静佳は槍の動きを止めることに成功するが腹の口に生えている歯が何本か欠け、少年は静佳の歯を何本か破壊したものの、槍を固定され、槍の柄にはヒビが入ってしまっている。

「なるほど、そういう狙いか。でも、それを破壊しても変身は解除されないよ」

 少年はそう言って薄く笑うと、あっさりと槍を手放して一旦距離を取り、何もないところから別の槍を取り出し、今度は穂先を静佳に向けて構える

「その口で、後何回受け止められるかな?」

「……」

 よしんば次を受け切れたとしても、その次は受けられない。
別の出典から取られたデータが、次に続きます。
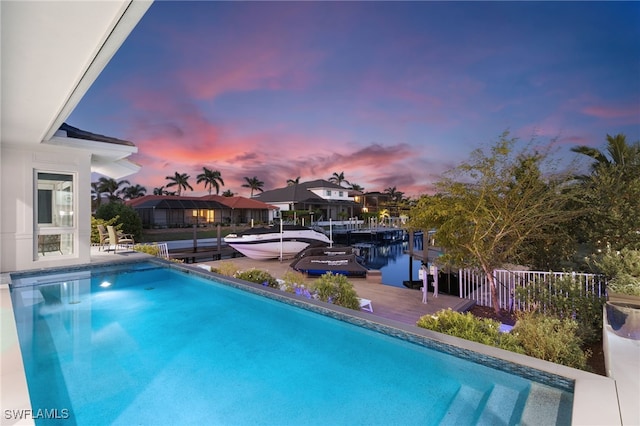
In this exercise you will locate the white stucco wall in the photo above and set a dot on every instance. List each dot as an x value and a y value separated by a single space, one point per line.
17 200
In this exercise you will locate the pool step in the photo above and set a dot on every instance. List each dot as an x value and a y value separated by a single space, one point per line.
472 406
463 408
546 405
498 410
静佳はそう見立てて深い溜息をつく。

 絶体絶命。

 その言葉が静佳の頭に浮かんだ時だった。

 一発の銃弾が、少年の足元に炸裂し、驚いた少年は後ろに飛び退く。

「人の恋路を邪魔する奴はぁっ!」

 そう言って静佳の横を走りぬけながら、こまちが二発、三発と発砲し、少年は襲い来る銃弾にたまらず後ろに二回三回と飛び退くが、その逃げる先にはタマが待ち構えていた。

「…クマに殴られて死ねばいいと思う」

 腰を落とし、脚の力と身体のひねりを加えた、タマ渾身の一撃が少年を襲う。

 着地寸前のところを狙われた少年は避けることもままならず、ガードもろくにできないまま、その一撃をくらい、何本かの木を巻き込みながら公園の奥へと吹っ飛んでいった。